Supreme Court on Saturday expressed its frustration over the alleged widespread corruption in Sindh Coal Authority (SCA) in a sou moto notice at the apex court’s Karachi Registry.
Comprising Justice Gulzar Ahmed and Justice Maqbool Baqar, the two-member bench questioned to the Sindh Additional Advocate General (AAG) Sarwar Khan, “Do you have any idea what is being said all over the country about Sindh? We do not know where to begin to tell you what we have to hear about you in Islamabad?”
Justice Ahmed expressed grief over children dying of hunger in Thar due to lack of food and water.
“Where have Rs10-15 billion disappeared? In whose account has the money gone?” the court questioned the AAG.
The court also expressed disapproval over the authority’s failure to submit a report in the matter and gave it one month to provide details of the money trail.
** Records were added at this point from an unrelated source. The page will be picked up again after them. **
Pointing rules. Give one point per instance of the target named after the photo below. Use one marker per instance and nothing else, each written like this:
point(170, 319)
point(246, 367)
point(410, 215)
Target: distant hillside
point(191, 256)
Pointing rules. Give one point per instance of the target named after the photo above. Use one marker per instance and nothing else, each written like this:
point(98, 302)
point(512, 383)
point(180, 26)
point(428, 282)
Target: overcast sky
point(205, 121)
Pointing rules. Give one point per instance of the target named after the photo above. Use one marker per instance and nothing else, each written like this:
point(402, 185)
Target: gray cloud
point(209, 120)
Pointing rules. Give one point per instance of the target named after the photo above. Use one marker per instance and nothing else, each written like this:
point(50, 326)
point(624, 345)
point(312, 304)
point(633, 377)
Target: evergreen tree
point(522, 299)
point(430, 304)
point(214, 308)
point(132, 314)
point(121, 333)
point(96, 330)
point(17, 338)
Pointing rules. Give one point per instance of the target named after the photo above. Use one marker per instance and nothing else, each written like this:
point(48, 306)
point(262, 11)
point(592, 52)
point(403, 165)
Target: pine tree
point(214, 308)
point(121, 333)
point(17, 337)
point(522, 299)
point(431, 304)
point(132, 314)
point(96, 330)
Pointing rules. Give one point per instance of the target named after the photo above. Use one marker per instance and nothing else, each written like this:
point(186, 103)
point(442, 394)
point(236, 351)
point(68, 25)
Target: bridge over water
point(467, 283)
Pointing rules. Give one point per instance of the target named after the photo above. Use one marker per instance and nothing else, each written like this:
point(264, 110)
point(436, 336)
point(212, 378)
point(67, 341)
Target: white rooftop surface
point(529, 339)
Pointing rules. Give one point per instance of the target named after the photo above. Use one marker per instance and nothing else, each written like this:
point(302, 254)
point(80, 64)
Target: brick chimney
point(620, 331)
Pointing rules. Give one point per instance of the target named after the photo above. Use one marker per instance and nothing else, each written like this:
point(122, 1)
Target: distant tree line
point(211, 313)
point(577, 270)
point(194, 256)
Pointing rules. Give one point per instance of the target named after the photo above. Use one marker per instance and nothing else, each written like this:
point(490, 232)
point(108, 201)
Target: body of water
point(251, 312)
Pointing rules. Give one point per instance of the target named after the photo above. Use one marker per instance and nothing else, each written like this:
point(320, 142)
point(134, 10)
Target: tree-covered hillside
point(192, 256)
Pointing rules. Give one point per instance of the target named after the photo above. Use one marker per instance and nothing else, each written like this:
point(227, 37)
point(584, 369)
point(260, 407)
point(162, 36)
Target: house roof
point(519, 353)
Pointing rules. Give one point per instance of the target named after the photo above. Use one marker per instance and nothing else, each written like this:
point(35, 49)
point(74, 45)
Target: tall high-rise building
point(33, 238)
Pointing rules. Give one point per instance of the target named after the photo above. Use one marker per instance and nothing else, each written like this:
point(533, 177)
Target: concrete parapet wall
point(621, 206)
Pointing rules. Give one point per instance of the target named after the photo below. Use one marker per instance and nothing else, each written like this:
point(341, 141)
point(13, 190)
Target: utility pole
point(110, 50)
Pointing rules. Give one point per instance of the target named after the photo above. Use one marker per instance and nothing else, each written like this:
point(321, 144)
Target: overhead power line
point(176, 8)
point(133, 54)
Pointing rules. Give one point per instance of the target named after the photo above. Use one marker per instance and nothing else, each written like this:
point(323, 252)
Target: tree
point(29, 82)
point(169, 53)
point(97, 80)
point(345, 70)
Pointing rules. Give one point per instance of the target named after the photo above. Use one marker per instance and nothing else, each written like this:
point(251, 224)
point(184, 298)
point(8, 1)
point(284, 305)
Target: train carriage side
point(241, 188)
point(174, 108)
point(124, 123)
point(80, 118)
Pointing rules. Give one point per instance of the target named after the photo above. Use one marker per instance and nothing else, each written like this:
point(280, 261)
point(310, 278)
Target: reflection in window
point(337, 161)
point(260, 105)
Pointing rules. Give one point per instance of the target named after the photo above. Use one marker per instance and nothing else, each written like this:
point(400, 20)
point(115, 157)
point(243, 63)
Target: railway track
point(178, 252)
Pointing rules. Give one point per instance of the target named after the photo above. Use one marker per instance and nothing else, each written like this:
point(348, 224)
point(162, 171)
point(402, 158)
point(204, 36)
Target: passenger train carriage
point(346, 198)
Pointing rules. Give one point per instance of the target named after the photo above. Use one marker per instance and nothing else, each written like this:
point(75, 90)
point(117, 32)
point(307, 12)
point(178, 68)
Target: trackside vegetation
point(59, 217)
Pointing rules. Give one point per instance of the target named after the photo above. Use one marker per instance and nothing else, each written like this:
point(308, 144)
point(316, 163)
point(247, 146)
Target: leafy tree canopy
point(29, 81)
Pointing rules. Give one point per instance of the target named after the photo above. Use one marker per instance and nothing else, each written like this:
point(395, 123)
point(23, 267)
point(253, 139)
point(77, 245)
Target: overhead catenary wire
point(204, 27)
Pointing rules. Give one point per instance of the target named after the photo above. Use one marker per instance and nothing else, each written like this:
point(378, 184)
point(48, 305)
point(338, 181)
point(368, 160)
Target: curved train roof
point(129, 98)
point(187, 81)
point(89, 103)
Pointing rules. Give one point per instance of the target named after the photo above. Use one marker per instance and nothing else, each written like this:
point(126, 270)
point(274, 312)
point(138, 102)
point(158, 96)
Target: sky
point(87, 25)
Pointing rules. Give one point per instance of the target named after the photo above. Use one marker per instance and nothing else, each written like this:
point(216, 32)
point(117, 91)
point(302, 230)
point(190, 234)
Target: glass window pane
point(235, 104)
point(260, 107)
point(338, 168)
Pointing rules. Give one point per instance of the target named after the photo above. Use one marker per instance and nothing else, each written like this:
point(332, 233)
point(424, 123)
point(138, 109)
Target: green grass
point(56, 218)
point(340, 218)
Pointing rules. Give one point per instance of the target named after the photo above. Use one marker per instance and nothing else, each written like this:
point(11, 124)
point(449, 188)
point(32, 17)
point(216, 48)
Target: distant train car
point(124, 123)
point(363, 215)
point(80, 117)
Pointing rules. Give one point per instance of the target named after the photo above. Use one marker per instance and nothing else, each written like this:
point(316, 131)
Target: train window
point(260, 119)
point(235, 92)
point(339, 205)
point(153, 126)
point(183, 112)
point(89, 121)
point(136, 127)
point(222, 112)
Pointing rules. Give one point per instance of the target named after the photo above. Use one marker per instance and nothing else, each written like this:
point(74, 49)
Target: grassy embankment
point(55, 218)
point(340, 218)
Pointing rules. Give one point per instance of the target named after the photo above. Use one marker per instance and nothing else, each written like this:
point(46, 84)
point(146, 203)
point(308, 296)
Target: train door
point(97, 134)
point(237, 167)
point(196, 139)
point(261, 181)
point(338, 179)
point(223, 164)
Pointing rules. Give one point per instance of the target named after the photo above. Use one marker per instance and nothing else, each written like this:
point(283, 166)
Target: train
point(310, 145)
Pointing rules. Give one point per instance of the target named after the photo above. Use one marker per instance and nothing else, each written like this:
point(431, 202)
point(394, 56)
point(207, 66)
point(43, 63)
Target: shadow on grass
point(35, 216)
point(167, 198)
“You are such cruel people. You want to take every penny for yourself. Do you have no love for your region?” Justice Ahmed asked while referring to the alleged corruption by the authority in the name of ‘developmental projects’.
“Is it our job to curtail such corruption? Where is the executive in all this? What have we been thrust into?” exclaimed the judge.
“If this money was spent on the people of Sindh, we would have seen a transformed province,” questioned the court, adding that they are aware of where the money has actually gone.
The court said that in other provinces, at least 50 per cent of the funds are spent on the people and development in the area but “in Sindh, every penny ends up being engorged”.
Expressing further disappointment, the court wondered if the matter should be sent to the National Accountability Bureau (NAB).
“What are you doing in service to your own province? You’ve torn Thar apart to dig for coal and destroyed the land,” said the court.
The court said the Sindh government has turned a blind eye to all of the serious problems the province is confronted with.
The court sought the details of the number of projects and the funds allotted for them be submitted before the bench. Details of progress in each project were also sought along with photographic evidence.